For a) one can take something like $f(x)=\tan (\frac \pi2 x)$ or alternatively,
$$f(x)=\begin{cases}0&\text{if }x=0\\\frac1x-1&\text{otherwise}\end{cases}$$
The trick with c) i sthat we want to get rid of the one endpoint $1$, so we might want to leave most points fixed and move $1$ to $\frac12$. Howevre, this implies we cannot leave $\frac12$ fixed and have to move it aways, say to $\frac13$. And so on. Explicitly
$$h(x)=\begin{cases}\frac1{n+1}&\text{if } x=\frac1n,n\in\mathbb N\\
x&\text{otherwise}\end{cases}$$
I recommend you lookup "Hilbert's hotel".
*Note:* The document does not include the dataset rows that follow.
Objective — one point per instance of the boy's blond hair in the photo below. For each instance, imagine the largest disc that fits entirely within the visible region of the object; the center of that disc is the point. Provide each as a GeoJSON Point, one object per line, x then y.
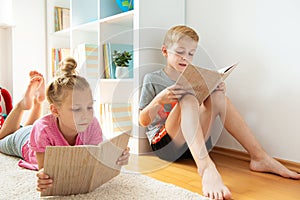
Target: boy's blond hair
{"type": "Point", "coordinates": [175, 33]}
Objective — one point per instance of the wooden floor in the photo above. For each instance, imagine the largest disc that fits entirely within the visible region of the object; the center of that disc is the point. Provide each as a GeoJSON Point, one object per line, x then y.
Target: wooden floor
{"type": "Point", "coordinates": [243, 183]}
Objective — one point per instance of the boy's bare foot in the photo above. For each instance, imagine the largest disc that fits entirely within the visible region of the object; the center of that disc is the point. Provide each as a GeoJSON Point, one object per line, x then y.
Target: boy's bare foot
{"type": "Point", "coordinates": [212, 184]}
{"type": "Point", "coordinates": [270, 165]}
{"type": "Point", "coordinates": [33, 89]}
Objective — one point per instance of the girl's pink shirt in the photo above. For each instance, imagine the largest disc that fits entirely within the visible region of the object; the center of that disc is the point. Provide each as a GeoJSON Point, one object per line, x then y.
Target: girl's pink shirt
{"type": "Point", "coordinates": [45, 133]}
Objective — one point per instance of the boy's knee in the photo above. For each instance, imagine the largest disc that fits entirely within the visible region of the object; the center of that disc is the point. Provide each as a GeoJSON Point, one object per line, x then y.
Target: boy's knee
{"type": "Point", "coordinates": [218, 99]}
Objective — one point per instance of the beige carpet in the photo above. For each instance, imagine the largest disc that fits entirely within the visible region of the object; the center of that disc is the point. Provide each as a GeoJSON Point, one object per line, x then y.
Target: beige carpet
{"type": "Point", "coordinates": [18, 183]}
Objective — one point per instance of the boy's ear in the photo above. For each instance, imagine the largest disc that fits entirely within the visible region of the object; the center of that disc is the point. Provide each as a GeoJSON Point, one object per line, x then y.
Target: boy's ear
{"type": "Point", "coordinates": [164, 50]}
{"type": "Point", "coordinates": [54, 110]}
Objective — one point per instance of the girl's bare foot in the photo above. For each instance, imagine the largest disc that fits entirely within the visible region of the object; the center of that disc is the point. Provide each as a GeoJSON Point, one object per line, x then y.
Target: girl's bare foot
{"type": "Point", "coordinates": [33, 89]}
{"type": "Point", "coordinates": [212, 184]}
{"type": "Point", "coordinates": [268, 164]}
{"type": "Point", "coordinates": [40, 90]}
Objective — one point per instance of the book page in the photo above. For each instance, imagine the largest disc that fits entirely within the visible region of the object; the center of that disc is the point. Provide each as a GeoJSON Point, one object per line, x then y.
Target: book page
{"type": "Point", "coordinates": [201, 81]}
{"type": "Point", "coordinates": [83, 168]}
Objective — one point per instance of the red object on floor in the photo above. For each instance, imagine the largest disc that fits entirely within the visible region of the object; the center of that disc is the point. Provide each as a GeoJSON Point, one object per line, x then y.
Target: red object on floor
{"type": "Point", "coordinates": [8, 104]}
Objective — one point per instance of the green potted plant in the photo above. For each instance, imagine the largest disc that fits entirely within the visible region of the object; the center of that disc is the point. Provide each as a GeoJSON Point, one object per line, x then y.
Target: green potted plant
{"type": "Point", "coordinates": [121, 60]}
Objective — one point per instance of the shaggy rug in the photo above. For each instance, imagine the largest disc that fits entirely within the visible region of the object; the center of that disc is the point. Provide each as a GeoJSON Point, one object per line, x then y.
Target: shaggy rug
{"type": "Point", "coordinates": [18, 183]}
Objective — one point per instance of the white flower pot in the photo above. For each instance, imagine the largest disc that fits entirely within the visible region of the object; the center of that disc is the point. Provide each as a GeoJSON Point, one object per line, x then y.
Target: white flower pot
{"type": "Point", "coordinates": [122, 72]}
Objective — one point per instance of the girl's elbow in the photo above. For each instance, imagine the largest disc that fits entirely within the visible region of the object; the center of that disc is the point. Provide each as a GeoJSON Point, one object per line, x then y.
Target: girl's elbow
{"type": "Point", "coordinates": [144, 122]}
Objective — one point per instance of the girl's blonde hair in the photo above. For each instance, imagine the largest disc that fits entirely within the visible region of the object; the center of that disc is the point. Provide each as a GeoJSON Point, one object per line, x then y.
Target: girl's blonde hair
{"type": "Point", "coordinates": [175, 33]}
{"type": "Point", "coordinates": [67, 80]}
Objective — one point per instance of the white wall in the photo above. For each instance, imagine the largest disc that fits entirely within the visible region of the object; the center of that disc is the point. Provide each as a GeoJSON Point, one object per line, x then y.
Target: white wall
{"type": "Point", "coordinates": [29, 42]}
{"type": "Point", "coordinates": [263, 35]}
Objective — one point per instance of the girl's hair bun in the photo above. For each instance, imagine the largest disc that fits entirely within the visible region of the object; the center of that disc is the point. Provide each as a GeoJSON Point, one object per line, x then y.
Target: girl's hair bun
{"type": "Point", "coordinates": [67, 67]}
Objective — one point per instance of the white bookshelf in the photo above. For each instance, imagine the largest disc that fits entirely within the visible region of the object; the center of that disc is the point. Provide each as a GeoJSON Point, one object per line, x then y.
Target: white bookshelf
{"type": "Point", "coordinates": [101, 21]}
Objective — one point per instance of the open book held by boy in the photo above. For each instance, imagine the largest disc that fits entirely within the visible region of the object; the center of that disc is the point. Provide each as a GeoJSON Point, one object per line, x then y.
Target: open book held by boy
{"type": "Point", "coordinates": [201, 82]}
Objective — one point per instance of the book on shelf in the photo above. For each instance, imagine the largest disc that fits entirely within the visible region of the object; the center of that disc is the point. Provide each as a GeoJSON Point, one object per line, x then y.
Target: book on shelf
{"type": "Point", "coordinates": [83, 168]}
{"type": "Point", "coordinates": [109, 65]}
{"type": "Point", "coordinates": [61, 18]}
{"type": "Point", "coordinates": [201, 82]}
{"type": "Point", "coordinates": [58, 54]}
{"type": "Point", "coordinates": [87, 57]}
{"type": "Point", "coordinates": [115, 118]}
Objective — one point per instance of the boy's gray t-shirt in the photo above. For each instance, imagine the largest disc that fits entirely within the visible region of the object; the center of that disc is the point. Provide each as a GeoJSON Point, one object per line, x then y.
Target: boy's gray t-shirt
{"type": "Point", "coordinates": [153, 84]}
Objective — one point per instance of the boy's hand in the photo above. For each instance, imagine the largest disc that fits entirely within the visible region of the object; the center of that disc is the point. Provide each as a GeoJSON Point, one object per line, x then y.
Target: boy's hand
{"type": "Point", "coordinates": [44, 181]}
{"type": "Point", "coordinates": [171, 94]}
{"type": "Point", "coordinates": [221, 87]}
{"type": "Point", "coordinates": [123, 159]}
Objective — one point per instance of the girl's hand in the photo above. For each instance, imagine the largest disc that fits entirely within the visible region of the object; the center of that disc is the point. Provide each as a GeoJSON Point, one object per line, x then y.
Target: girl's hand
{"type": "Point", "coordinates": [171, 94]}
{"type": "Point", "coordinates": [123, 159]}
{"type": "Point", "coordinates": [44, 181]}
{"type": "Point", "coordinates": [221, 87]}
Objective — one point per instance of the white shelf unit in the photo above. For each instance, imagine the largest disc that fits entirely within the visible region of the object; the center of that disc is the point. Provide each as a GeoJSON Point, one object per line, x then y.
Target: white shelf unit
{"type": "Point", "coordinates": [6, 49]}
{"type": "Point", "coordinates": [101, 21]}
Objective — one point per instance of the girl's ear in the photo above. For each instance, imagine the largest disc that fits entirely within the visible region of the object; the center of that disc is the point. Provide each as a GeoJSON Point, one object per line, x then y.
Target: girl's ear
{"type": "Point", "coordinates": [54, 110]}
{"type": "Point", "coordinates": [164, 50]}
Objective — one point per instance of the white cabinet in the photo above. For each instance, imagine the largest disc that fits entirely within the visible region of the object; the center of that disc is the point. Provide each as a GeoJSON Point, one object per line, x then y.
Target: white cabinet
{"type": "Point", "coordinates": [101, 21]}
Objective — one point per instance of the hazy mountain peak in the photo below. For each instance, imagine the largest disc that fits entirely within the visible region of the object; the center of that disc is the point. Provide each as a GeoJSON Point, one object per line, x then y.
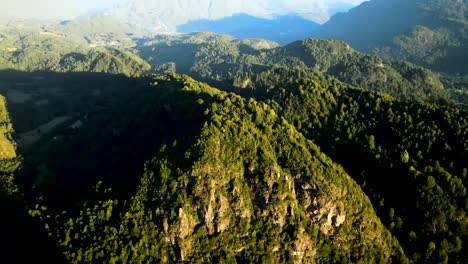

In all cases above you should take a moment to check the necessary properties. That is, to show that $\phi\colon A\to B$ is a bijection, you need to show that
- for each $x\in X$, the value $\phi(x)$ is indeed $\in Y$
- $\phi$ is onto, that is for each $y\in Y$ we can exhibit some $x$ with $\phi(x)=y$
- $\phi$ is 1-to-1, that is if $\phi(x_1)=\phi(x_2)$ for $x_1,x_2\in X$ then $x_1=x_2$.